#  > << J&H LICHT EN GELUID - LINKS >> >  > OVER DEZE FORUMS >  >  Logica

## dj_lucv

Waarom ga je nadat je een bericht hebt geplaatst eerst naar een aparte pagina en daarna automatisch terug naar het topic? Het zou toch veel logischer zijn in mijn ogen als je meteen weer naar het topic-overzicht ging.

----------


## moderator

Dat is om de gebruiker te laten zien dat zijn bericht ook echt is geplaatst.
Blijft zo'n melding achterwege dan gaan mensen (zeker bij een wat tragere verbinding) maar een paar keer op enter rammen om er zeker van te zijn dat het bericht geplaatst wordt.
Dat resulteerd in een hoop dubbele berichten :-)

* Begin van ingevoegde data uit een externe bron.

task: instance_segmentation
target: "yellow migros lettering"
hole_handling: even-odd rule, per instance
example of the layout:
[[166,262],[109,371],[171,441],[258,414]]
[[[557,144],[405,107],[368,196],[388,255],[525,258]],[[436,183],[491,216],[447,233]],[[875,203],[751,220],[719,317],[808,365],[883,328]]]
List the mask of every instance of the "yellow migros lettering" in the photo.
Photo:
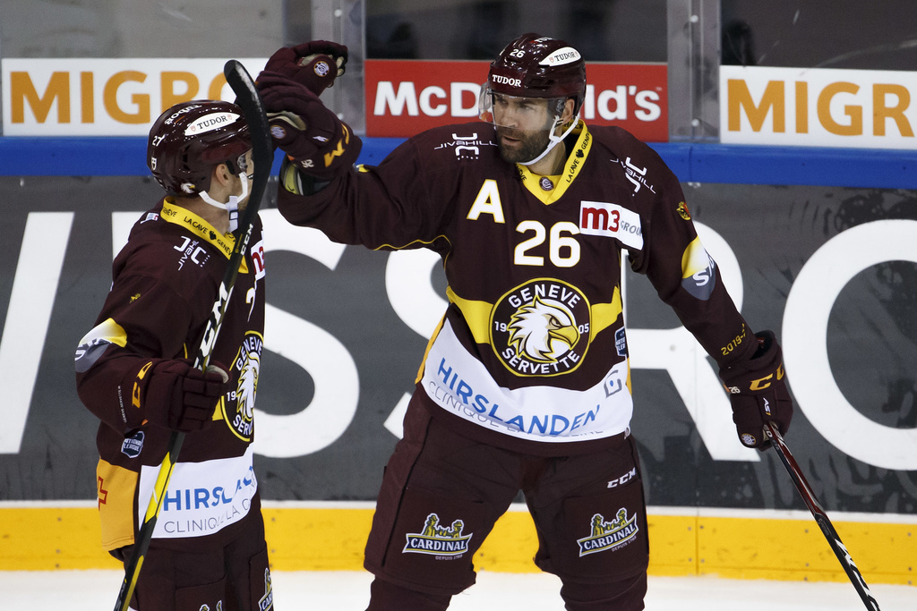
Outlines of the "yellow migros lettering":
[[741,128],[740,110],[744,109],[751,124],[752,130],[761,131],[764,120],[770,109],[774,109],[774,131],[786,131],[786,110],[783,104],[784,86],[782,81],[768,81],[768,86],[761,96],[761,104],[755,105],[748,83],[738,79],[729,79],[727,82],[729,94],[729,131],[737,132]]
[[39,95],[28,72],[10,72],[10,115],[13,123],[26,122],[26,102],[35,113],[35,119],[44,123],[58,103],[58,123],[70,123],[70,72],[53,72],[44,95]]
[[468,213],[469,221],[477,221],[481,214],[491,214],[494,223],[505,223],[503,219],[503,208],[500,202],[500,190],[497,189],[497,181],[492,179],[484,180],[478,191],[478,197],[471,204],[471,210]]
[[[886,106],[885,101],[889,94],[898,98],[898,104],[894,106]],[[911,122],[904,116],[904,111],[911,105],[911,92],[907,87],[892,83],[877,82],[872,86],[872,116],[873,133],[876,136],[885,136],[885,120],[891,119],[898,125],[898,131],[901,136],[913,137],[914,130],[911,127]]]
[[[790,85],[791,83],[791,85]],[[727,129],[731,132],[742,131],[743,114],[748,119],[752,131],[764,130],[764,123],[773,112],[773,133],[786,132],[786,108],[791,104],[795,108],[797,134],[809,134],[810,88],[805,81],[783,82],[768,81],[760,101],[756,104],[748,89],[748,83],[742,79],[727,80]],[[790,95],[795,100],[786,99],[787,90],[792,87]],[[855,82],[839,81],[822,86],[813,95],[814,115],[823,129],[836,136],[863,136],[868,127],[864,125],[864,116],[872,115],[872,135],[889,136],[889,122],[903,137],[914,137],[913,126],[906,113],[911,108],[911,93],[904,85],[897,83],[873,83],[867,92]],[[871,92],[868,91],[871,89]],[[845,104],[838,106],[837,96],[846,95],[858,104]],[[866,99],[871,96],[871,99]],[[871,103],[871,108],[870,108]],[[832,105],[834,105],[834,114]],[[842,112],[842,116],[836,116]],[[845,118],[844,118],[845,117]]]
[[112,78],[108,79],[102,93],[102,103],[105,112],[119,123],[141,124],[149,123],[149,94],[132,93],[130,101],[137,106],[134,114],[125,112],[117,105],[117,90],[125,82],[143,82],[147,80],[147,75],[136,70],[126,70],[116,72]]

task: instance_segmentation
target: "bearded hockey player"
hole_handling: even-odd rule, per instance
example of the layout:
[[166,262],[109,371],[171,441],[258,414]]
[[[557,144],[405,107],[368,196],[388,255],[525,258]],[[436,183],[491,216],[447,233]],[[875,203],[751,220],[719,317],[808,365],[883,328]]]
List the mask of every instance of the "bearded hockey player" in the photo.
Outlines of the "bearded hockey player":
[[481,122],[423,132],[378,167],[351,167],[358,139],[315,96],[262,76],[289,157],[283,216],[344,244],[429,248],[448,282],[379,494],[369,608],[447,608],[519,490],[567,609],[644,608],[622,250],[719,365],[745,445],[792,413],[778,343],[736,311],[677,178],[626,131],[579,118],[585,65],[562,40],[511,42]]
[[102,544],[127,565],[171,432],[183,431],[131,608],[271,609],[251,451],[264,330],[257,218],[211,366],[191,360],[254,171],[242,110],[212,100],[172,106],[150,129],[147,162],[166,196],[134,224],[76,354],[80,398],[101,420]]

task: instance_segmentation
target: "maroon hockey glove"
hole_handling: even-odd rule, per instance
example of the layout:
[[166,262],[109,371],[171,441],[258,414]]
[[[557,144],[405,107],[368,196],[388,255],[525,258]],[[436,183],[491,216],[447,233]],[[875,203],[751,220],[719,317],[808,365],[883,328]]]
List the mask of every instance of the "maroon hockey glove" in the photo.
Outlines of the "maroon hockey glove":
[[300,171],[331,180],[357,161],[362,141],[304,85],[282,74],[261,72],[258,90],[274,144]]
[[312,40],[295,47],[279,49],[264,70],[289,77],[305,85],[315,95],[321,95],[344,74],[348,50],[344,45],[329,40]]
[[134,405],[153,424],[191,432],[213,420],[220,397],[229,389],[229,376],[221,366],[204,373],[183,359],[149,361],[134,381]]
[[739,441],[746,447],[764,450],[770,445],[764,435],[764,423],[773,422],[780,434],[785,434],[793,417],[793,403],[777,338],[769,331],[756,336],[758,347],[755,355],[720,369],[720,378],[729,392]]

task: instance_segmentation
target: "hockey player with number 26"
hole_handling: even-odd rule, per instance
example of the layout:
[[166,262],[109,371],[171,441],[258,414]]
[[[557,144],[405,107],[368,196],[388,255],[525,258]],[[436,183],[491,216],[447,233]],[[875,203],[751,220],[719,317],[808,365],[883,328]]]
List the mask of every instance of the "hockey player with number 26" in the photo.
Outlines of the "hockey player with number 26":
[[513,40],[481,122],[418,134],[377,167],[352,167],[359,139],[297,66],[259,78],[288,158],[282,215],[343,244],[429,248],[448,283],[382,477],[369,608],[447,608],[522,490],[535,562],[560,578],[567,609],[643,609],[622,251],[716,361],[742,443],[763,448],[764,423],[786,431],[792,415],[777,339],[736,311],[678,179],[626,131],[580,119],[585,64],[562,40]]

Je komt automatisch in het onderwerp terecht waar je net jouw bericht hebt geplaatst om nog even je eigen bericht door te lezen.

Gezien het aantal nabewerkingen een niet geheel overbodige luxe!

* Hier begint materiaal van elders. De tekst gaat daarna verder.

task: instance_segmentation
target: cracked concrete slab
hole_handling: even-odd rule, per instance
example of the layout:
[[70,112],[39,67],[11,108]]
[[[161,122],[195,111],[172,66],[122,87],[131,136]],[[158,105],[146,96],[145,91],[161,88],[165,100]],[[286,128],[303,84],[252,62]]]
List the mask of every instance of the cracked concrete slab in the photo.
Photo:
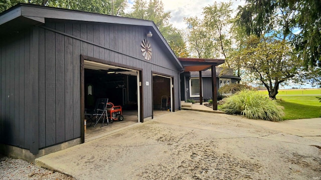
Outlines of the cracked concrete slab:
[[320,142],[295,132],[315,136],[320,122],[301,128],[299,121],[180,110],[36,162],[77,180],[313,179]]

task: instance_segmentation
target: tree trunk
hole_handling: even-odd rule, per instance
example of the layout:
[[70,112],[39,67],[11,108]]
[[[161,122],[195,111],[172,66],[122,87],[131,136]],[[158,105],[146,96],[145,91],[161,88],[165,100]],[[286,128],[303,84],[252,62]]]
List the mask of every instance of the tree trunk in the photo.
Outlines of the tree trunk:
[[276,100],[276,94],[277,94],[279,90],[279,84],[276,83],[273,88],[271,89],[271,90],[269,92],[269,97],[272,100]]

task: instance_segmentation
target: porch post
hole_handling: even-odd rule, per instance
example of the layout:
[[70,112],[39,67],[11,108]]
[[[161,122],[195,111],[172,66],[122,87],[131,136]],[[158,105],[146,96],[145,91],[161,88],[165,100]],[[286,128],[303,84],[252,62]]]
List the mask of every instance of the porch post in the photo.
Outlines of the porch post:
[[216,68],[215,66],[212,65],[212,92],[213,97],[213,110],[217,110],[217,89],[216,86]]
[[203,104],[203,92],[202,92],[202,70],[200,70],[200,104]]

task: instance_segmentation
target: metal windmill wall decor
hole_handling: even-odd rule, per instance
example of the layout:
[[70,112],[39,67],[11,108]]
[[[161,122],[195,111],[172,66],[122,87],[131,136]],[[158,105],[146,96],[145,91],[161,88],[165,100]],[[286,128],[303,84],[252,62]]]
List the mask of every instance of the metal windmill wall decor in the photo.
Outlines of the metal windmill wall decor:
[[141,53],[145,60],[149,60],[151,58],[151,46],[149,42],[146,40],[141,42]]

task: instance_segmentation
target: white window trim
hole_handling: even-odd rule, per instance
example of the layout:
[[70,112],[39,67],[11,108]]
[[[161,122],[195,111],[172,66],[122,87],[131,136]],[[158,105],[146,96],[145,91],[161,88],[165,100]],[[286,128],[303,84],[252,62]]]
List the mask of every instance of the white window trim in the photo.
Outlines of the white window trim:
[[[191,83],[192,79],[194,79],[194,80],[198,79],[199,80],[200,78],[190,78],[190,80],[189,80],[189,82],[190,82],[190,83],[189,83],[189,84],[190,84],[190,90],[189,90],[189,92],[190,92],[190,98],[198,98],[198,97],[199,98],[200,97],[200,95],[192,95],[192,86],[191,86],[192,85],[192,83]],[[203,94],[203,84],[202,84],[202,94]]]

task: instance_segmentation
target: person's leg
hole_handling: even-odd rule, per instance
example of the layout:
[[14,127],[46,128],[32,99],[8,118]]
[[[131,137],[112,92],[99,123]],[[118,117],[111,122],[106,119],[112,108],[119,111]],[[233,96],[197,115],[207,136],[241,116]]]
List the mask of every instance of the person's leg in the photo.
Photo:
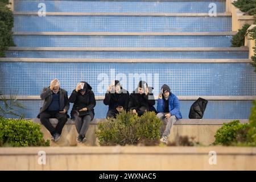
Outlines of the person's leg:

vraag zo voldoende beantwoord?

Moderator J&H Licht en Geluid Fora

----------


## musicjohn

Zeg Mod, nou we het er toch over hebben...

Voorheen, als ik een bericht had geplaatst en ik ontdekte naderhand nog wat (grove) spelfouten, dan ging ik dat corrigeren.

Als ik dat nu doe, dan krijg ik automatisch het bericht "bijgewerkt door... op..." onderaan m'n post te zien.

Ik vind dat erg irritant en dit zal mij (en ik denk ook anderen) ervan weerhouden om taalfouten te corrigeren.

Kan deze optie weer uitgeschakeld worden zodat deze irritante boodschap niet langer meer verschijnt?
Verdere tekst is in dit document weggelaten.